Background: It is often challenging for physicians to decide on the duration of anticoagulation treatment for patients with venous thromboembolism (VTE), as they need to weigh the risk of recurrent thrombosis and bleeding at the same time. Several clinical models have been developed to help physicians identify patients with high risk of bleeding. However, these tools use only the baseline clinical information and are not able to incorporate the clinical conditions and events that occur over time that may influence the risk of bleeding. Therefore, capturing the patterns and relationships in the continuously changing time series of clinical data could be a more powerful approach to developing predictor models than just relying on the baseline clinical information. Nonetheless, creating predictive models from follow-up clinical information is challenging given that time series clinical data are non-uniform, high-dimensional, multivariate observations. Here, we present the first attempt at creating a model that uses the time series follow-up information to predict major bleeding over time using a Recurrent Neural Network (RNN) with Long Short-Term Memory (LSTM) cells.

Methods: 2542 patients diagnosed with VTE were enrolled in a prospective cohort study over 8 years. In addition to recording their clinical information at baseline, 6-month follow-up interviews were conducted using a standard script to monitor bleeding status and record clinical information. Major bleeding was defined by the International Society on Thrombosis and Haemostasis, with suspected bleeding events classified by an independent adjudication committee. Overall, 118 patients had major bleeding — a 4.6% incidence rate. The median and mode of the clinical variables were used to impute missing numerical and categorical values, respectively, and for patients who had no follow-up information, for whom bleeding occurred before the first follow-up, an artificial follow-up data point was generated from their corresponding baseline data. Thereafter, the data was divided into two stratified sets: 70% for training, and 30% for testing. Five supervised neural network-based machine learning models with different architectures were trained on the baseline dataset, or the follow-up dataset, or both to predict major bleeding. After training, these machine learning models were tested on the testing set and compared to the conventional clinical models, modified to make them compatible with the available predictor variables in our dataset, including the CHAP, the HAS-BLED, the VTE-BLEED, the RIETE, the ACCP, and the OBRI, which only use the baseline information.

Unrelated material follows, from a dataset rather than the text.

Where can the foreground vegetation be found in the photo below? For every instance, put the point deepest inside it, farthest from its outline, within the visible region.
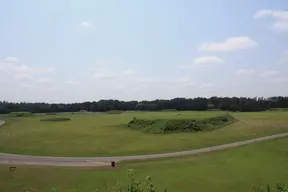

Results: Overall, the models that used the follow-up information had a higher area under the Receiver Operating Curve (AUROC) or c-statistic compared to the other models that only relied on the baseline dataset. In particular, the LSTM RNN model was able to achieve AUROC of 81.3% that is more than 10% higher compared to the best performing clinical model. We discovered that the LSTM RNN model mostly relied on features such as number of concomitant medications, years since baseline visit, use of specific antibiotics or antiplatelet agents, and presence of new hypertension to predict bleeding from the follow-up dataset. Furthermore, half of the bleeding events occurred within the first year after patients’ baseline visits — a trend reflected in the predictions made by LSTM RNN model. Finally, the models that used both the baseline and the follow-up datasets showed different results depending on their architectures; that is, the simpler ensemble model achieved AUROC of 82.5% while the more complex model had AUROC of 70.8% due to overfitting.

Conclusion: We have shown that using time series follow-up data can improve bleeding risk prediction in patients with VTE who are on extended anticoagulant therapy compared to just using the baseline data, and clinicians might benefit from using such an approach. Furthermore, our results indicate that LSTM RNN is a suitable architecture to model routine clinical follow-up data. Finally, we believe using time series data could improve the performance of the other clinical models that are currently based on one-time baseline measurements.

Disclosures: No relevant conflicts of interest to declare.